Au-delà de la discipline budgétaire, la relance économique est, selon lui, une autre priorité incontournable. « On n’a pas vu émerger de nouveaux piliers économiques au cours de la dernière décennie. L’industrie pharmaceutique, par exemple, n’a jamais vraiment décollé. Il est temps d’investir sérieusement dans des secteurs innovants comme les biotechnologies, les technologies de pointe, ou encore l’intelligence artificielle. »

Mais relancer suppose aussi revitaliser les secteurs traditionnels. « Le tourisme, par exemple, affiche une croissance nulle cette année. Est-ce que ça signifie que le secteur a atteint un plafond ? Il faut redynamiser l’offre, diversifier les marchés, repenser les produits. Même constat pour le secteur manufacturier, en déclin à cause du coût élevé de la main-d’œuvre… et de la pénurie de main-d’œuvre, paradoxalement. Il faut miser sur un manufacturing de haute technologie. »

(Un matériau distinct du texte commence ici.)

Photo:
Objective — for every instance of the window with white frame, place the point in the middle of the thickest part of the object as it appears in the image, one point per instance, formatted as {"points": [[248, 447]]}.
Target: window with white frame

Des attentes populaires à tempérer

Quant aux attentes de la population, l’économiste appelle à la lucidité. « Pendant des années, la population s’est habituée à recevoir des cadeaux budgétaires : allocations, subventions, baisses de prix. Mais le contexte a changé. L’héritage laissé par l’ancienne administration est lourd à tous les niveaux — économique, financier, institutionnel. Il faudra faire preuve de patience. Je ne pense pas que ce budget sera un budget de cadeaux. »

Pour lui, le Budget 2025-2026 a une portée symbolique forte. « C’est le premier budget du nouveau gouvernement. Il doit envoyer un message clair : ce gouvernement est sérieux, il est là pour redresser le pays. Il y aura sans doute un début de réformes, mais elles seront introduites progressivement. On ne va pas bousculer les choses, surtout dans un contexte politique post-électoral comme celui d’un 60–0.Ce budget doit marquer une rupture avec le passé, où on dépensait sans se soucier de la soutenabilité. On en paie aujourd’hui le prix, avec une dette qui dépasse les Rs 600 milliards », conclut-il.

Le 5 juin, c’est bien plus qu’un budget que le gouvernement devra défendre : c’est une vision, une cohérence, et surtout, une promesse de redressement crédible dans une conjoncture sous haute tension.